The poor urban cyclist inhabits a hostile world. He regards the car as incomparably more homicidal than the bicycle and more profoundly antisocial -- rocketing down the avenues like a bobsled, excreting carcinogens. Yet bicycling is dangerous -- 905 cyclists died last year in the U.S. -- and the unhelmeted are always merely a tumble away from disasters to the brain. The urban cyclist steers among the potholes with a fierce concentration. People have a way of abruptly opening car doors in his face. Cabbies are spitters of high caliber and range. Drivers flick hot cigar and cigarette butts at him. Some truck drivers with a pathological sense of fun like to see how closely they can blast by a cyclist. Pedestrians jaywalk; their eyes, programmed to see cars, are eerily oblivious to bikes. A man throwing his arm up abruptly to hail a cab can coldcock a passing cyclist. And when the bike is finally parked, thieves as dense and dispassionately professional as cockroaches descend with heavy-duty bolt-cutters that can bite through anything but expensive U-shaped metal alloy locks.

The noncycling creature, of course, sees the world with different eyes. Drivers who are not necessarily hostile to bicyclists are often simply terrified of hitting them and think that fragile frame with a person perched on it has no business trying to navigate such savage waters. The bike seems a sort of prissy intrusion, about as welcome as a rosy-cheeked second lieutenant from Princeton being sent in to command a filthy, unshaved squad that has been in combat for a year. The veterans at the wheels figure that the biker is either going to get himself killed or maybe bring down mayhem on everyone else. Pedestrians see bikers as a silent menace -- and with good reason. In New York just before Koch's bicyclical mood, bikers killed three people trying to cross the street.

Governments around the world have proved to be extraordinarily stupid about trying to reconcile bicycles and cars; they behave as if bikes merely contributed to the squalor of traffic in stead of being a way to dissolve it -- an anticoagulant. But reconciliations become harder and harder to finance: cities with their treasuries already bleeding away seldom have money to spare for anything as frivolous and unpopular as bicycle lanes.
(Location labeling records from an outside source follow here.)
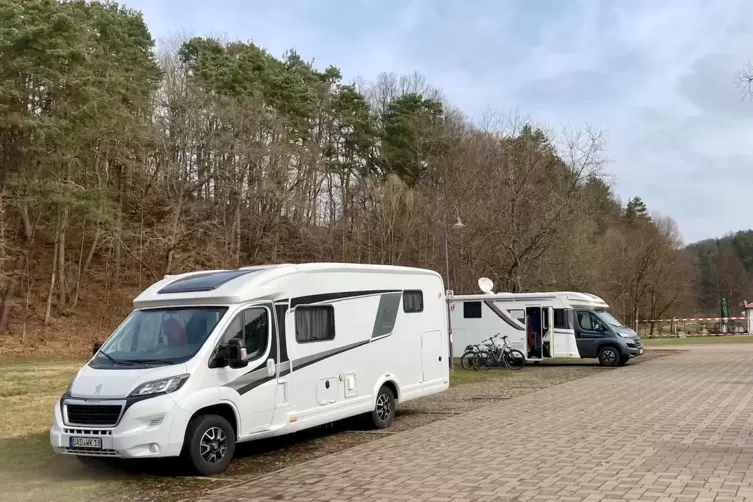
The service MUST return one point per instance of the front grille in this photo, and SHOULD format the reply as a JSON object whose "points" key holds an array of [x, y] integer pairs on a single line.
{"points": [[94, 414], [88, 432]]}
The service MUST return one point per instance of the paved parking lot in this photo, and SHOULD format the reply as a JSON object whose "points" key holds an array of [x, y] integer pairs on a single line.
{"points": [[676, 428]]}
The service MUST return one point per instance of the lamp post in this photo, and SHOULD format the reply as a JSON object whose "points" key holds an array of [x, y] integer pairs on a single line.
{"points": [[457, 226]]}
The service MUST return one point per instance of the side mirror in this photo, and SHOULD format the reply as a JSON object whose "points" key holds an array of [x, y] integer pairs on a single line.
{"points": [[235, 353]]}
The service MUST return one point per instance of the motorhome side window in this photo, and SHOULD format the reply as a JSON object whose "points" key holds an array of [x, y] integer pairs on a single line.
{"points": [[589, 321], [472, 310], [413, 301], [315, 323], [251, 326], [561, 319], [519, 315]]}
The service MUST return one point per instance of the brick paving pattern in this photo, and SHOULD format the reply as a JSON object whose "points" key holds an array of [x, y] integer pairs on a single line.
{"points": [[676, 428]]}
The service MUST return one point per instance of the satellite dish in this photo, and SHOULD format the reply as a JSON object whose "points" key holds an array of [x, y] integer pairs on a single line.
{"points": [[485, 285]]}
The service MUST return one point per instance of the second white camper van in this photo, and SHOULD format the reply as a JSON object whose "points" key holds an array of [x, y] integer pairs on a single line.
{"points": [[543, 325], [209, 359]]}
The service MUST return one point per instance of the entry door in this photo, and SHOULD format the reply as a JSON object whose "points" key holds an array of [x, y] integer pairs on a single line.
{"points": [[534, 330], [254, 385], [431, 355], [589, 331]]}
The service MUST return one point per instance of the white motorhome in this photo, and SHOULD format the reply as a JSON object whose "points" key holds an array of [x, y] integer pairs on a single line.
{"points": [[208, 359], [543, 325]]}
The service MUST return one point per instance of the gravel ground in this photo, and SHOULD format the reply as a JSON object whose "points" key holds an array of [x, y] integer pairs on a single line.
{"points": [[470, 390]]}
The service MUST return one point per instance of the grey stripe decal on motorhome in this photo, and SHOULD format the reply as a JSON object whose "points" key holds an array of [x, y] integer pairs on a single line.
{"points": [[259, 377], [384, 324], [386, 314], [342, 295], [503, 316]]}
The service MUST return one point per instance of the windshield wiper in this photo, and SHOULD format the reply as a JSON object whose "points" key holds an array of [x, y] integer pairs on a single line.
{"points": [[151, 361], [113, 360]]}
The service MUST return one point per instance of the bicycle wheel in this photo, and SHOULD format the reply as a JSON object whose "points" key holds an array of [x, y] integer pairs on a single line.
{"points": [[481, 361], [514, 359]]}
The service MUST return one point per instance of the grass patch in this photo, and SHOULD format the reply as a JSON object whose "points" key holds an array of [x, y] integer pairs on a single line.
{"points": [[699, 340], [29, 471]]}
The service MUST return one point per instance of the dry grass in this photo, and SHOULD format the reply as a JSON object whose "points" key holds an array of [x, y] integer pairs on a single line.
{"points": [[30, 472]]}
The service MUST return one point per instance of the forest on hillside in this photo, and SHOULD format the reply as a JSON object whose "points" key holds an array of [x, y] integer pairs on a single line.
{"points": [[120, 163]]}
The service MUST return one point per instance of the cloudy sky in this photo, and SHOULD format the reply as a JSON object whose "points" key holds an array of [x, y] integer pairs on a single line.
{"points": [[657, 77]]}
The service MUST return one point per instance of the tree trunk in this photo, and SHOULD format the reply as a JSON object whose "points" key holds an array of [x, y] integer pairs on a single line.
{"points": [[119, 229], [48, 310], [81, 277], [63, 224]]}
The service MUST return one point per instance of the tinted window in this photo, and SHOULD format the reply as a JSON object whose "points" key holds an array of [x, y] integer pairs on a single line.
{"points": [[169, 335], [281, 310], [472, 310], [413, 301], [315, 323], [518, 314], [561, 319], [588, 321], [251, 326]]}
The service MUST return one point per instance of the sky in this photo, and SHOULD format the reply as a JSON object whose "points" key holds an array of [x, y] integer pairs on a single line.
{"points": [[658, 78]]}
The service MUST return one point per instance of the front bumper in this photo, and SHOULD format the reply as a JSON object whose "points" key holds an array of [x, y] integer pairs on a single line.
{"points": [[634, 351], [149, 428]]}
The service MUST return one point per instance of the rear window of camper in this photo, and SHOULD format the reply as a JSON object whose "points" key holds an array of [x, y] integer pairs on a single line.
{"points": [[413, 301], [472, 310]]}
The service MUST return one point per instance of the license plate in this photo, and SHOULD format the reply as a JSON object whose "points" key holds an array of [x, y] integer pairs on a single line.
{"points": [[91, 443]]}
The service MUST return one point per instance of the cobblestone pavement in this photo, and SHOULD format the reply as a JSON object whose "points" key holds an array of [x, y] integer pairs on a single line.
{"points": [[676, 428]]}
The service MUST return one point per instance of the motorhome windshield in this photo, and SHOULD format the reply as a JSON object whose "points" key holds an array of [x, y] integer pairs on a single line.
{"points": [[155, 337], [607, 317]]}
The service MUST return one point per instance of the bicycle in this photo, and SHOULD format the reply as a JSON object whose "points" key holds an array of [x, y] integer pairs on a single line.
{"points": [[466, 360], [497, 355]]}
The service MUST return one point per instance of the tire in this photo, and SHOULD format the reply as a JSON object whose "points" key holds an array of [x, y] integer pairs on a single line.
{"points": [[609, 356], [514, 359], [482, 361], [384, 410], [209, 444]]}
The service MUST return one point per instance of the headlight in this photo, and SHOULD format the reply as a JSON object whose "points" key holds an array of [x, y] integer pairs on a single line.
{"points": [[163, 386]]}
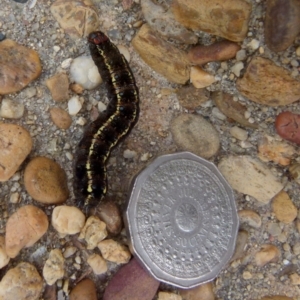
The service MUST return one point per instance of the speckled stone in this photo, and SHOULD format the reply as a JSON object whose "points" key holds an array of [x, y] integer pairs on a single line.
{"points": [[58, 86], [77, 18], [284, 209], [19, 65], [195, 134], [24, 228], [267, 84], [60, 118], [46, 181]]}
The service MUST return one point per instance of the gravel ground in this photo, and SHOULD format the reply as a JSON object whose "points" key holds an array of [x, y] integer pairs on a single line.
{"points": [[36, 28]]}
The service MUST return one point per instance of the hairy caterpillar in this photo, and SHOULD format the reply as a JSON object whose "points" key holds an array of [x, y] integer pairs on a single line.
{"points": [[90, 179]]}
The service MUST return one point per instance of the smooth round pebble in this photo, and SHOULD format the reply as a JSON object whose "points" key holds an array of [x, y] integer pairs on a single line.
{"points": [[15, 145], [110, 213], [60, 118], [46, 181], [250, 217], [239, 133], [24, 228], [267, 253], [58, 86], [67, 219], [195, 134], [11, 109], [287, 125], [84, 290], [131, 282], [84, 72], [237, 68], [94, 231], [54, 267], [97, 263], [22, 282], [74, 105], [114, 251], [240, 246], [283, 208], [204, 291], [200, 78]]}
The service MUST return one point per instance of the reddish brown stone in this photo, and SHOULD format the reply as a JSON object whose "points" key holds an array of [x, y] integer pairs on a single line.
{"points": [[223, 50], [131, 282], [287, 125]]}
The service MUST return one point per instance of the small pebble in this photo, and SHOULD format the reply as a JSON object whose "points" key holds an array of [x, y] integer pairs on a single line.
{"points": [[110, 213], [193, 133], [287, 125], [237, 68], [250, 217], [284, 209], [21, 282], [94, 231], [204, 291], [15, 146], [129, 154], [59, 87], [84, 290], [66, 63], [247, 275], [4, 258], [74, 105], [267, 253], [200, 78], [54, 267], [24, 228], [84, 72], [67, 219], [2, 36], [218, 114], [241, 55], [46, 181], [97, 263], [69, 251], [239, 133], [60, 118], [114, 251], [11, 109], [21, 65], [81, 121], [132, 282], [254, 44], [101, 106]]}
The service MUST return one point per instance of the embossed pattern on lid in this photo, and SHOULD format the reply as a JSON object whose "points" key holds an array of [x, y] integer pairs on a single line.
{"points": [[182, 219]]}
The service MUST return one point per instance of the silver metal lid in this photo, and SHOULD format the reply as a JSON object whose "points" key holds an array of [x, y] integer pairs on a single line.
{"points": [[182, 219]]}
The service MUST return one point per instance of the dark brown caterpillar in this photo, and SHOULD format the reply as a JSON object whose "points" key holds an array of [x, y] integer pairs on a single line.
{"points": [[90, 183]]}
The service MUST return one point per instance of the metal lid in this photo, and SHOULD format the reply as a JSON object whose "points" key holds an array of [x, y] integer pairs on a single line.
{"points": [[182, 219]]}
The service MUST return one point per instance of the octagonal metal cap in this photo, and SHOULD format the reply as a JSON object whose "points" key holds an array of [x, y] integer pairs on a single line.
{"points": [[182, 219]]}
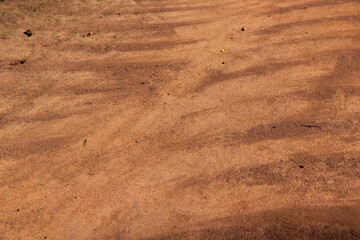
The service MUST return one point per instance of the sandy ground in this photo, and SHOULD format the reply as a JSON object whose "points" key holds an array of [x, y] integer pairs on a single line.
{"points": [[146, 130]]}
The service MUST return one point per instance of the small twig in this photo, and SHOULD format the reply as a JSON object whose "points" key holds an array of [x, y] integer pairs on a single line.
{"points": [[310, 126]]}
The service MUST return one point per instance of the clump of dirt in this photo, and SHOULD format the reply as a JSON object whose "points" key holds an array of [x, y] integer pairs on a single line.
{"points": [[28, 33], [19, 61]]}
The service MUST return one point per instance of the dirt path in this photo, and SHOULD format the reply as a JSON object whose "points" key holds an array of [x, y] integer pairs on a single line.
{"points": [[147, 130]]}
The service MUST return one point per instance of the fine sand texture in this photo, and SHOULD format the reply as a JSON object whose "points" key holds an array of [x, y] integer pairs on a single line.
{"points": [[181, 119]]}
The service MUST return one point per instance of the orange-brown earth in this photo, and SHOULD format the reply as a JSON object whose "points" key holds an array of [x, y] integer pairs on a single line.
{"points": [[141, 132]]}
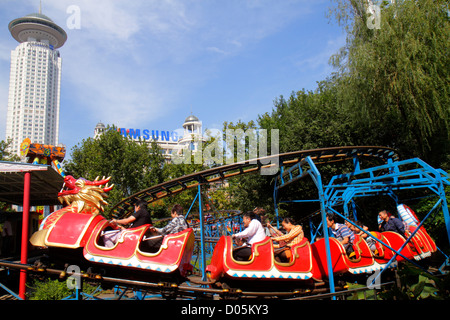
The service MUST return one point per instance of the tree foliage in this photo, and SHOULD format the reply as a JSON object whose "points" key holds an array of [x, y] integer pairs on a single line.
{"points": [[132, 166], [394, 80]]}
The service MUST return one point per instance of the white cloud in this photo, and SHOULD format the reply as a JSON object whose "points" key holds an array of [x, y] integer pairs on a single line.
{"points": [[134, 62]]}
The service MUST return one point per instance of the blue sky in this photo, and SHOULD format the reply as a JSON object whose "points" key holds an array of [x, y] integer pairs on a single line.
{"points": [[147, 64]]}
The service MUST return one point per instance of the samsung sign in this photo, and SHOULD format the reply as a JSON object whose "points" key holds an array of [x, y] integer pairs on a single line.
{"points": [[156, 135]]}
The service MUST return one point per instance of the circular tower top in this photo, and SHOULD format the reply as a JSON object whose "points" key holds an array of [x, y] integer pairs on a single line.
{"points": [[37, 26]]}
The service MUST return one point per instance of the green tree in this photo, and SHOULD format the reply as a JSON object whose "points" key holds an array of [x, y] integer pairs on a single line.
{"points": [[5, 154], [132, 165], [394, 79]]}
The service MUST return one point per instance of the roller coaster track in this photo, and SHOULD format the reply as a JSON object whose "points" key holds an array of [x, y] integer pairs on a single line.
{"points": [[319, 156], [192, 288]]}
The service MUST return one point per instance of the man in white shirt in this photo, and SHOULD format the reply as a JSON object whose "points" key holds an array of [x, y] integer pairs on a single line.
{"points": [[254, 232]]}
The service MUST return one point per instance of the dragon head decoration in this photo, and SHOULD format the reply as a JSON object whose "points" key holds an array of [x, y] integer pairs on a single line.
{"points": [[85, 195]]}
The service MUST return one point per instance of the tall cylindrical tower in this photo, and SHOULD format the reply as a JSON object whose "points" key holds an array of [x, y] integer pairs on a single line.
{"points": [[35, 78]]}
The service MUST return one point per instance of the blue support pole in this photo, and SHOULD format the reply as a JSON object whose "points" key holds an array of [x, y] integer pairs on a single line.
{"points": [[202, 233]]}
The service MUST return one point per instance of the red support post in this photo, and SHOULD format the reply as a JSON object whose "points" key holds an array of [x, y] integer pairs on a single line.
{"points": [[25, 227]]}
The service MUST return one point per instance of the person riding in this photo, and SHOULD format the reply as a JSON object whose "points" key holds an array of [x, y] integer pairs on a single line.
{"points": [[390, 223], [177, 224], [139, 218], [254, 232], [293, 236], [341, 232]]}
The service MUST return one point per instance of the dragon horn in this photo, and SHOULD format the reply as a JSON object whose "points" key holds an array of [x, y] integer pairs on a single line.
{"points": [[98, 182], [107, 189]]}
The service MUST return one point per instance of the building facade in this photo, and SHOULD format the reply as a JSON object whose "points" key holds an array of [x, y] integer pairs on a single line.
{"points": [[171, 142], [35, 79]]}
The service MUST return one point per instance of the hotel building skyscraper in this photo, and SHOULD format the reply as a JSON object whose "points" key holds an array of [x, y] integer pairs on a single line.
{"points": [[34, 85]]}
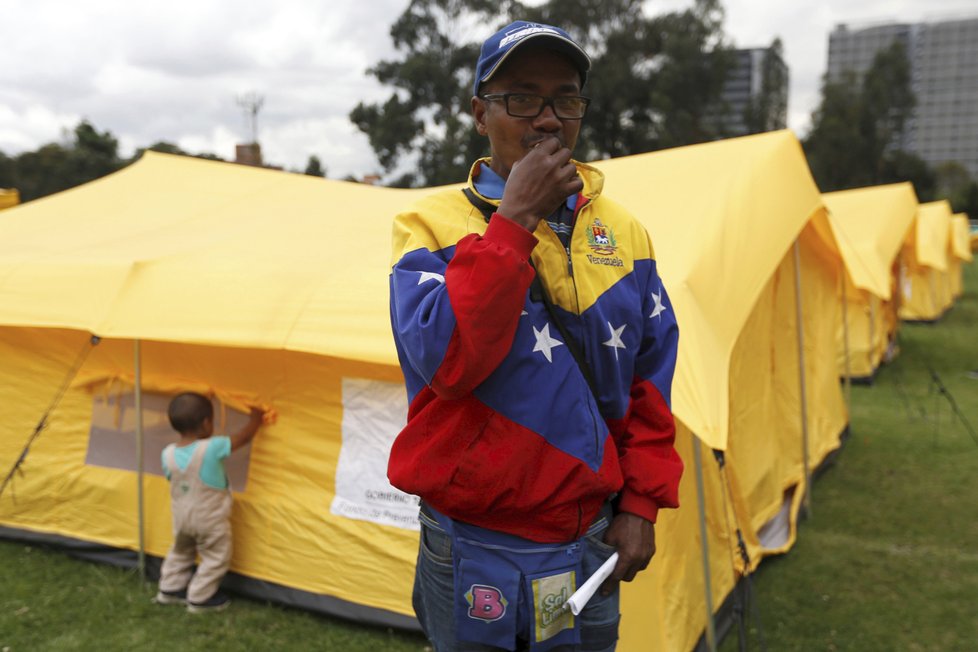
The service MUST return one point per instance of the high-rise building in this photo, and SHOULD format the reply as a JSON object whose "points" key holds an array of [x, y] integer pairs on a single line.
{"points": [[944, 68], [755, 94]]}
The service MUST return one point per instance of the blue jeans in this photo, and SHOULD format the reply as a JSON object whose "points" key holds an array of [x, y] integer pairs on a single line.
{"points": [[434, 590]]}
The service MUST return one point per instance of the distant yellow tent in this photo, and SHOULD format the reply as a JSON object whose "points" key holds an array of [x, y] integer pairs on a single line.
{"points": [[8, 197], [925, 292], [259, 286], [269, 287], [870, 225], [738, 227], [960, 252]]}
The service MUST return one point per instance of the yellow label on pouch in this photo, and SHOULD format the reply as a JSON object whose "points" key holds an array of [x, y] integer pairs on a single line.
{"points": [[549, 595]]}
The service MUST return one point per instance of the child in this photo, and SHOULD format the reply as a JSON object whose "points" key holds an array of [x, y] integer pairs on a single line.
{"points": [[201, 503]]}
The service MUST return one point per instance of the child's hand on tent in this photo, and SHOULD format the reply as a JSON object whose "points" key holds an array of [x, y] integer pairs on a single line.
{"points": [[267, 414]]}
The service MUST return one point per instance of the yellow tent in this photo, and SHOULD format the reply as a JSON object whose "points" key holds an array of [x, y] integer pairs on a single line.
{"points": [[739, 228], [8, 197], [924, 289], [261, 286], [870, 225], [269, 287], [960, 251]]}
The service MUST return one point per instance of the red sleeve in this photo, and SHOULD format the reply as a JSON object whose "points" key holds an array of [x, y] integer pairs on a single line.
{"points": [[487, 280], [650, 465]]}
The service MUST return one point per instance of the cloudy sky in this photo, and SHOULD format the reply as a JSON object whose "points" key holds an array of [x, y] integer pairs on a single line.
{"points": [[175, 70]]}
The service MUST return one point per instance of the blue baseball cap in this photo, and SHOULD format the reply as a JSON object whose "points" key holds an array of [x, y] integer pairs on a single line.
{"points": [[498, 47]]}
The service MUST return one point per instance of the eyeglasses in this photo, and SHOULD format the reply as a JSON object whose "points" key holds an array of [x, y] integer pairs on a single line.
{"points": [[523, 105]]}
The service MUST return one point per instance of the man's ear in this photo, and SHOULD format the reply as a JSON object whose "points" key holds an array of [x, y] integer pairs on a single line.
{"points": [[479, 113]]}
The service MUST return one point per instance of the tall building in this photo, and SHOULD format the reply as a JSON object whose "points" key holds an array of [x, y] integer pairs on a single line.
{"points": [[755, 94], [944, 68]]}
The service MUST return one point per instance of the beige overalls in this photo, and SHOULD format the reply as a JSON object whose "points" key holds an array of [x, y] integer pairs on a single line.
{"points": [[201, 525]]}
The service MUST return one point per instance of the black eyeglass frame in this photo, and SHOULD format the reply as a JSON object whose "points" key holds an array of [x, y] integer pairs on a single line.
{"points": [[547, 101]]}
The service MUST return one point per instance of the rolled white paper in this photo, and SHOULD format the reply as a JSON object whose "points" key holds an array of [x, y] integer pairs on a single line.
{"points": [[577, 601]]}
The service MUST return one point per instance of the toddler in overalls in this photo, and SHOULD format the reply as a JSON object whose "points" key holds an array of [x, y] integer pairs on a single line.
{"points": [[201, 504]]}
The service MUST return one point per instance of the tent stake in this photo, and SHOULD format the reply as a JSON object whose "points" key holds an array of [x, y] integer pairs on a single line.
{"points": [[711, 634], [806, 496], [845, 340], [138, 389]]}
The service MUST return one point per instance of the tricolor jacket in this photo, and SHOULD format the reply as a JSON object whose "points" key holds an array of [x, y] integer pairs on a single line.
{"points": [[503, 431]]}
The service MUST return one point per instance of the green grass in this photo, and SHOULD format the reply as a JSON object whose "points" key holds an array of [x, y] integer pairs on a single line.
{"points": [[886, 561], [888, 558], [50, 601]]}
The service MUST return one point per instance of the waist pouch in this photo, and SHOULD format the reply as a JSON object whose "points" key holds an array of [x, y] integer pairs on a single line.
{"points": [[507, 586]]}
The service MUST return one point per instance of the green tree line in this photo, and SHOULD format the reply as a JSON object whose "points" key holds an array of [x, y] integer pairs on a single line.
{"points": [[85, 154], [656, 82]]}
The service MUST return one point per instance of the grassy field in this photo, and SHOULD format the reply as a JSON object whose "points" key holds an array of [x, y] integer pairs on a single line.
{"points": [[887, 560]]}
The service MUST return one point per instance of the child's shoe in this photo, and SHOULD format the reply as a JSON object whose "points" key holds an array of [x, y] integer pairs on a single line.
{"points": [[217, 602], [171, 597]]}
Bicycles still zip around with an aura of childishness, of unseriousness. They still await the mass discovery that they are in fact splendidly functional. They will never replace cars, but they can provide quick, superior transportation for great numbers of people daily over short distances, at tremendous savings in fossil fuels and breathable air. The bike rider also knows that riding one as the day begins is a brief pure aubade of exertion and contemplation. Why else would cyclists risk it? Then, too, subconsciously, the bicyclist may be engaged in a long-term Darwinian wager: In 100 years, which mechanism will still be at work -- the bicycle or the automobile?